The older-adult, home health care patient population often includes individuals who are socially isolated and have various, complicated medical issues.As a result, strategies to reduce costs and other barriers to treatment are always needed. Heart failure (HF) and chronic obstructive pulmonary disease (COPD) are frequently simultaneous conditions that are prevalent among home health care patients. A forthcoming article in The Gerontologist presents findings from a randomized controlled trial showing the impact of telehealth intervention for homebound older adults with HF or COPD.
Telehealth is the use of computer and telephone communication to provide long-distance health care. This can include education, health administration, or long-distance clinical care. Telehealth is particularly useful in rural areas, and is used to treat a wide range of medical conditions. This study examined a new telehealth intervention, called tele-HEART, which draws on recent research to provide improved home health services. This program provides an in-home assessment and telehealth setup and education, as well as ongoing support and education as a way of getting patients more involved in the program. The program also uses recent technology such as integrated, electronic medical records and computerized tracking tools to improve care quality. The program also uses auser-friendly, graphically intuitive interface.

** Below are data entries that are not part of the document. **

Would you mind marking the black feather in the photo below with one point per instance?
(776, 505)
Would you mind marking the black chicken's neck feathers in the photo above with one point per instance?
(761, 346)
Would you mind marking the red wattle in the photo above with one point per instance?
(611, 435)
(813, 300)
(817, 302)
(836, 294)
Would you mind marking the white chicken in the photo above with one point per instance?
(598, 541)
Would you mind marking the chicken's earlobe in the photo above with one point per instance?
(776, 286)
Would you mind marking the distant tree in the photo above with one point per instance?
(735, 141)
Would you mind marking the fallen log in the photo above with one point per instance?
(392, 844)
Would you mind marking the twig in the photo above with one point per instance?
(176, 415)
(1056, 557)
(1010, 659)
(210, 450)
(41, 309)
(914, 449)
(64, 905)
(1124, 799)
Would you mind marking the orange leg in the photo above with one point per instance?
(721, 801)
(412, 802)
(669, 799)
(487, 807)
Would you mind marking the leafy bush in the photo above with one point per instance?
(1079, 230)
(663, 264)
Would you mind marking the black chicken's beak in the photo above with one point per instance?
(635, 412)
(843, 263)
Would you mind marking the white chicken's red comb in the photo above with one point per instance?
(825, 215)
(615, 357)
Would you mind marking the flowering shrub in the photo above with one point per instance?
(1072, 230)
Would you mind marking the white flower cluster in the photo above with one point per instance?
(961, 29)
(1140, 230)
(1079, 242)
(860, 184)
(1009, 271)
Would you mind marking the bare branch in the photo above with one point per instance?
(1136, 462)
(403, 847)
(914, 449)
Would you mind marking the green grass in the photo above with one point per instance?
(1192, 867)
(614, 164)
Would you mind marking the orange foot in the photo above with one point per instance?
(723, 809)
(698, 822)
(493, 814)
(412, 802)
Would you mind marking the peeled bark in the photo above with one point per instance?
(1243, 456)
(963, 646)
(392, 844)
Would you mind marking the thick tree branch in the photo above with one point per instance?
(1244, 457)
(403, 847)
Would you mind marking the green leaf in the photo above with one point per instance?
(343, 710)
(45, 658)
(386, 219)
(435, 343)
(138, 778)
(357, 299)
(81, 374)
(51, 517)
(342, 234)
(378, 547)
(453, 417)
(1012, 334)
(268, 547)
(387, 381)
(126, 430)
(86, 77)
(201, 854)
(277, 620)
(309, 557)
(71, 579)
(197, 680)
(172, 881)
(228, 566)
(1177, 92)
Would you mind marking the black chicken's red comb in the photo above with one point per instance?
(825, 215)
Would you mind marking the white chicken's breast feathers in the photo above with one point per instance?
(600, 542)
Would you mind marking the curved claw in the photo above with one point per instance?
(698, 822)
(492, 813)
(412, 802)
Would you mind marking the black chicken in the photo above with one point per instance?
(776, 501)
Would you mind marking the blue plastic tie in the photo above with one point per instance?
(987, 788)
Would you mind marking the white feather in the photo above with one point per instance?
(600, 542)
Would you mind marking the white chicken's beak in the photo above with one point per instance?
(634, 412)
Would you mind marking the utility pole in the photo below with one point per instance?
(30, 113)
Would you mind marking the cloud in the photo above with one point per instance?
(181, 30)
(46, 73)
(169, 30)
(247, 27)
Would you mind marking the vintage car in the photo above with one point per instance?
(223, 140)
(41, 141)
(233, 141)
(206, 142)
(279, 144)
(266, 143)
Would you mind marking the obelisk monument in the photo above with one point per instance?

Participants were home health care patients age 65 or better, randomly assigned to either the tele-HEART group or a control group that provided usual home health care ( in-home visits from registered nurses working as case managers.) In the tele-HEART system, nurses are available on a daily basis by telephone, and ongoing education and symptom monitoring is provided to the patient. This enabled daily reviewing of patient data by distance nurses, such as heart rate, oxygen saturation, and other vital signs. The tele-HEART system also provided audio and text prompts for self-care tasks.
Researchers hypothesized that the participants in the tele-HEART group would have improved physical and mental health outcomes, and would have less need for emergency medical services. Participants in both groups were assessed on a range of mental health and quality-of- life scales at baseline and after three months of treatment. Participants also filled out a satisfaction survey at the three-month point. Twelve months after baseline, researchers tallied the number of emergency department visits, hospital admissions, and home care visits in each group throughout the year.
At the three-month point, the tele-HEART group had significantly lower scores of depression symptoms, and significantly better self-reported quality-of-life in the areas of general health and social functioning. Both groups reported general satisfaction with their care. At 12 months, the control group had a significantly higher number of emergency visits. Although this study did not report cost outcomes, previous research has suggested that telehealth is cost-effective relative to home health care. This study suggests that person-centered, technologically current models of telehealth can be effective for homebound older adults.
Gellis ZD, Kenaley B, McGinty J, et al (2012). Outcomes of a Telehealth Intervention for Homebound Older Adults With Heart or Chronic Respiratory Failure: A Randomized Controlled Trial. The Gerontologist [epub ahead of print].